Prices of hard coking coal -- a key steelmaking ingredient -- are about USD 300 a tonne from about USD 200 a tonne a year ago, because of logistical bottlenecks and tighter supply due to flooding which hit top producer Australia earlier this year.

If prices rise further however, some buyers will start to use substitutes such as semi-soft coal or other qualities of coal.

"(Lower coal grades) are good enough but they affect the production process," Gerretse said.

"In today's market, where you don't have the full utilisation of assets you can use lower coking coals."

Tata Steel agreed to sell its 26% stake in Australia's Riversdale to Rio Tinto  for USD 1.1 billion earlier this month, giving the Anglo-Australian giant full control of the coal miner.

The Indian branch of Tata Steel imports some coking coal but it is already self-sufficient in iron ore. Tata Europe has 10-12% self-sufficiency in raw materials.

"Iron ore is not scarce; there is a lot of it in Africa," Gerretse said.

"It is just about how quickly we can develop the assets linked to the growth of production in China. In the short term there is some tightness but in the next five years the situation will be better," he added.

"It is all about people daring to invest in African countries," he added, underlining that political risk and logistics are the major difficulties for miners in the continent.

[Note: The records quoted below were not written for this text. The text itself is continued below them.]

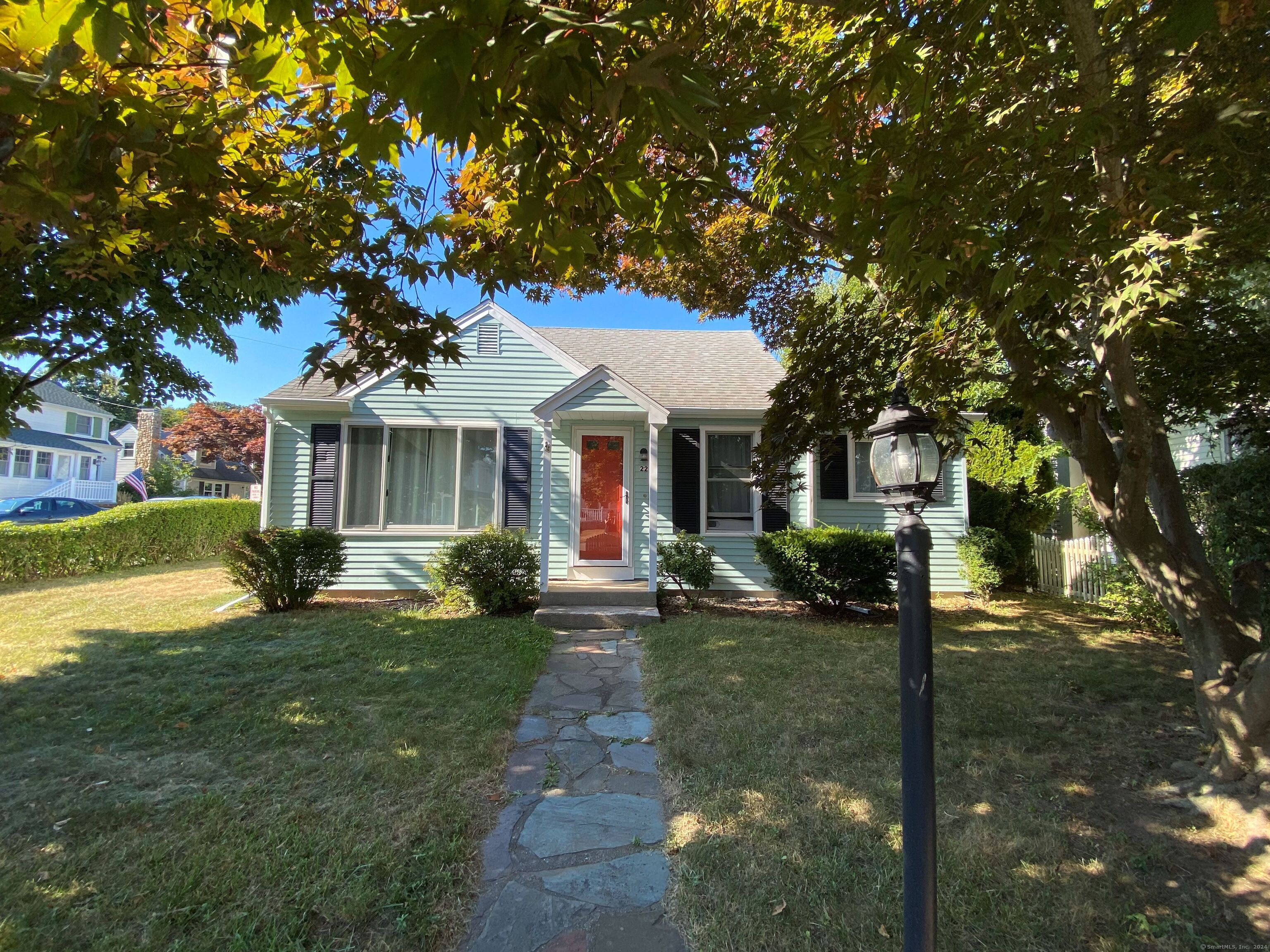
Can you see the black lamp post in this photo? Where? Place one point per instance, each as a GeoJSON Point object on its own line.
{"type": "Point", "coordinates": [906, 466]}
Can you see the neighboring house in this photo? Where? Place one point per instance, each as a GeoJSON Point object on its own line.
{"type": "Point", "coordinates": [220, 479]}
{"type": "Point", "coordinates": [639, 427]}
{"type": "Point", "coordinates": [61, 448]}
{"type": "Point", "coordinates": [209, 478]}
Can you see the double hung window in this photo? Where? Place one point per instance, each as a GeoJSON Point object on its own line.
{"type": "Point", "coordinates": [729, 494]}
{"type": "Point", "coordinates": [421, 476]}
{"type": "Point", "coordinates": [862, 473]}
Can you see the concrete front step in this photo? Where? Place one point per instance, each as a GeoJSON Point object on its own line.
{"type": "Point", "coordinates": [575, 617]}
{"type": "Point", "coordinates": [597, 593]}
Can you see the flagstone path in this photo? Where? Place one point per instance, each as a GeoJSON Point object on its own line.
{"type": "Point", "coordinates": [576, 864]}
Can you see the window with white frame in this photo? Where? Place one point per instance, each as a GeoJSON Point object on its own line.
{"type": "Point", "coordinates": [421, 476]}
{"type": "Point", "coordinates": [862, 473]}
{"type": "Point", "coordinates": [729, 497]}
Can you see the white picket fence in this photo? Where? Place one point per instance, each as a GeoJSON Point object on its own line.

Tata Steel buys iron ore on a quarterly pricing basis from the main miners and smaller volumes on annual basis from smaller companies such as Swedish state-owned producer LKAB.

It buys coking coal on a mix of annual and quarterly pricing basis depending on the supplier.

Tata Steel is also investigating the use of iron ore derivatives but will not use these financial instruments unless the market attracts more liquidity, group director of procurement Gerretse added.

Iron ore swaps trade got a boost when miners Vale, BHP Billiton  and Rio Tinto dumped a decades-old annual benchmark system for the steel feedstock and moved to quarterly pricing in 2010.

Yet trading volumes remain too low for Tata Steel to enter this market, Gerretse said on the sidelines of the Metal Bulletin steel scrap conference in Istanbul. "We are investigating it (iron ore derivatives) as a trend but we don't do actual hedging at the moment," Gerretse said.

"Iron ore (swaps) is not a liquid market. It is only (a few) million tonnes on trades and our consumption is already 27 million tonne per year."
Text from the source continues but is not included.